Do ponto de vista mais amplo, o contexto político ao qual o país passava estava expressamente representado dentro da concepção dos Planos Diretores desenvolvidos, mesmo sendo de forma implícita. Nessas críticas estavam “o repúdio ao autoritarismo, ao conservadorismo e à pretensa neutralidade” (NYGAARD, 2005) planos que demonstravam uma forte centralização durante os seus processos de elaboração, onde apenas técnicos opinavam, de acordo com a idealização de que o saber técnico era superior ao saber popular. Aliado a isso, estava a quase que necessária dissociação do Regime aos processos de elaboração desses planos, onde o campo político não estava amplamente associado ao campo técnico.

As críticas denunciavam o Plano Diretor como sendo pretensioso, em decorrência da grande diversidade de problemas diferentes que apontava e que pretendia resolver; despolitizado, em virtude de manter uma postura tecnocrática e científica, refratária aos valores e relações sociais locais; determinístico, em decorrência de sua promessa de superar os problemas locais via reordenação dos espaços físicos; autoritário, pela sua tentativa de impor idéias e concepções que não possuíam referências na comunidade local;

desligado da realidade, por conter propostas via de regra irrealizáveis

pelo poder local; e ineficaz, pois quando utilizado não conseguiu melhorar as condições de vida da população local. (NYGAARD, 2005, pgs.42-43)

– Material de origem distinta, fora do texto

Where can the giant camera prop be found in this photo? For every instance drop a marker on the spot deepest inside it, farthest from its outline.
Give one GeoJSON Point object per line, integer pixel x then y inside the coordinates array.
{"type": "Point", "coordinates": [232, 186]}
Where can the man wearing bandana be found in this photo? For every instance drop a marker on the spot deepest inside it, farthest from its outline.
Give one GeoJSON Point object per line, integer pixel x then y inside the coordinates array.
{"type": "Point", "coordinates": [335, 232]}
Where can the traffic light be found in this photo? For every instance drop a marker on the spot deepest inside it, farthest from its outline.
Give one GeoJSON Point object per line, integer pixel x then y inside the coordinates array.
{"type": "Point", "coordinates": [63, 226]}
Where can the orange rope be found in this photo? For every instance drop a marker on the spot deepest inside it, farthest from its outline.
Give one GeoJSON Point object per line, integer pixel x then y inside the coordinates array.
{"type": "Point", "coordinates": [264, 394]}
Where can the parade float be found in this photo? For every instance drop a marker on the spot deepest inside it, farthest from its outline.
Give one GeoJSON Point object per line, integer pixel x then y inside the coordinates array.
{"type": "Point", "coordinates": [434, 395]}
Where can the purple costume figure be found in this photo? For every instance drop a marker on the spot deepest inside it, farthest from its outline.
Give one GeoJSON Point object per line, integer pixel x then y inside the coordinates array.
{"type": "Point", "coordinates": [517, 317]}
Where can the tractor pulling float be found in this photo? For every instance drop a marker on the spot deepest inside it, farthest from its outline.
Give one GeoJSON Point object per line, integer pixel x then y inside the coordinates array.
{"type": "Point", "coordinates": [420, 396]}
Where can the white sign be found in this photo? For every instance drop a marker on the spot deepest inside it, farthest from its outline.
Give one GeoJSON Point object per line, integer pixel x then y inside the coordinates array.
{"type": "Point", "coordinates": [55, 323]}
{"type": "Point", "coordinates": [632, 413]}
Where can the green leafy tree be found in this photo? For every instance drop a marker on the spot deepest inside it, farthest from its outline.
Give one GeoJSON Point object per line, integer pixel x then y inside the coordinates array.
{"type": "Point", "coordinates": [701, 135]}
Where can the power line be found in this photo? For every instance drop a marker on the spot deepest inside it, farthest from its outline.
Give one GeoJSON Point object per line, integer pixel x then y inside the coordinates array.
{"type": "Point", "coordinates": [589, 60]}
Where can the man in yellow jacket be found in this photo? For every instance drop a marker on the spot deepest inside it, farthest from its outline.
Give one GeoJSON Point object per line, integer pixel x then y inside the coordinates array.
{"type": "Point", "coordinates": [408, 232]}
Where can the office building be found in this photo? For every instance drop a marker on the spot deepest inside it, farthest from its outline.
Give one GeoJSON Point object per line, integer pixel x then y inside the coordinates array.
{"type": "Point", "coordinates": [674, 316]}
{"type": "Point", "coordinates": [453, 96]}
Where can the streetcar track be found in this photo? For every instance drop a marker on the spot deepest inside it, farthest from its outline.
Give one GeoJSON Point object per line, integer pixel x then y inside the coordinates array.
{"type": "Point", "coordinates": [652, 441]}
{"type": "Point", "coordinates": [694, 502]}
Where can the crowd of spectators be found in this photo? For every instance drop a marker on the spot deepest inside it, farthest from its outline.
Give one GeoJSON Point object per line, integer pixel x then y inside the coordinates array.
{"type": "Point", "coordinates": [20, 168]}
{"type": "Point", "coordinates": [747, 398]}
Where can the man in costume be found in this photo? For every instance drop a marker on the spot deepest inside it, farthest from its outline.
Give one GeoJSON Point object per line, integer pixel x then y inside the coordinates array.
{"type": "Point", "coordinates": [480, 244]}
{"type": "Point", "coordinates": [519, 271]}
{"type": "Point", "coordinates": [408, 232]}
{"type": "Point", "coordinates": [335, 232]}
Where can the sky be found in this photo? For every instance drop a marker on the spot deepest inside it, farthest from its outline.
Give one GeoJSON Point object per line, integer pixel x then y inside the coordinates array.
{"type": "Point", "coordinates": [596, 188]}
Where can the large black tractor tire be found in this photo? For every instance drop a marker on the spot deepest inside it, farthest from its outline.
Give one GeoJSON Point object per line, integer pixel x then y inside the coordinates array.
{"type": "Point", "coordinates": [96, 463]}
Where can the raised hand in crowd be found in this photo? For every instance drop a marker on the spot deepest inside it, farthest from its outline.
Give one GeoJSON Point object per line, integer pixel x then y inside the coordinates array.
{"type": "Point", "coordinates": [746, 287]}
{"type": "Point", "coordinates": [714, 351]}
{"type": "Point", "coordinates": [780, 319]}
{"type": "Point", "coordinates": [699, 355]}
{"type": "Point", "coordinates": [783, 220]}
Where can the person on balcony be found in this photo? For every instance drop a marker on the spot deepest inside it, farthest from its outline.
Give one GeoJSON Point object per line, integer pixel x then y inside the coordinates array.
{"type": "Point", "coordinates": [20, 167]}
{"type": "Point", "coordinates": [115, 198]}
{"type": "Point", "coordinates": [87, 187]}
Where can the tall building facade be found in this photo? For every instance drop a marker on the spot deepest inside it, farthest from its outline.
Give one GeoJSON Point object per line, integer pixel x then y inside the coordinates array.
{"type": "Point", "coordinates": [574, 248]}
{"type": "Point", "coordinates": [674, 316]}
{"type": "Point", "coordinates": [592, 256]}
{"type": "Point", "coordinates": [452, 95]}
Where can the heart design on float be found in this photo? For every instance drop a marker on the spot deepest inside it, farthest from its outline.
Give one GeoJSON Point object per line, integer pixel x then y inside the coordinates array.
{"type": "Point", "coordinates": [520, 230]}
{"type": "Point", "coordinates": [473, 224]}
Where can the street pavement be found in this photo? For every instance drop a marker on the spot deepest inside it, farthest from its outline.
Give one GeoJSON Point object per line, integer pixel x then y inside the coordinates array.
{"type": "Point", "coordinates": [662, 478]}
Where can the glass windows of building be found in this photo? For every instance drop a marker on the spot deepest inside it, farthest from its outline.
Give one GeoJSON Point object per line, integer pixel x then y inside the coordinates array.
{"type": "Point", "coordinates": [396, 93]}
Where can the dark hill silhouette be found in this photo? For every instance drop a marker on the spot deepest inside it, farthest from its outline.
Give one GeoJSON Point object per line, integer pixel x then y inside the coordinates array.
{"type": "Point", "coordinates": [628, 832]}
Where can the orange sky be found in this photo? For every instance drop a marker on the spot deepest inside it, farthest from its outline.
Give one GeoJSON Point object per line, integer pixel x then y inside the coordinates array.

Os Planos Diretores então elaborados não refletiam os anseios da sociedade, tendo sido feitos dentro de um processo advindo de ”cima para baixo” entendido como de técnicos para a população de determinado local, o que ocasionava grandes distorções da realidade. Por vezes, nem todas as áreas e nem toda a população era contemplada, ficando enormes vazios dentro do tecido urbano a não ser abrangido pelas diretrizes dos planos. Áreas consideradas favelas, ou assentamentos populares, não eram contemplados dentro das propostas dos planos, sendo muitas vezes suas áreas consideradas vazias, como citado anteriormente. Nesse período, as cidades

70 brasileiras continuaram a crescer de forma cada vez mais acelerada e cada vez mais sem planejamento. A população mais carente continuou a não ser contemplada e tendo que ocupar áreas sempre mais longínquas dos centros urbanos, resultando no inchaço das periferias das principais cidades brasileiras.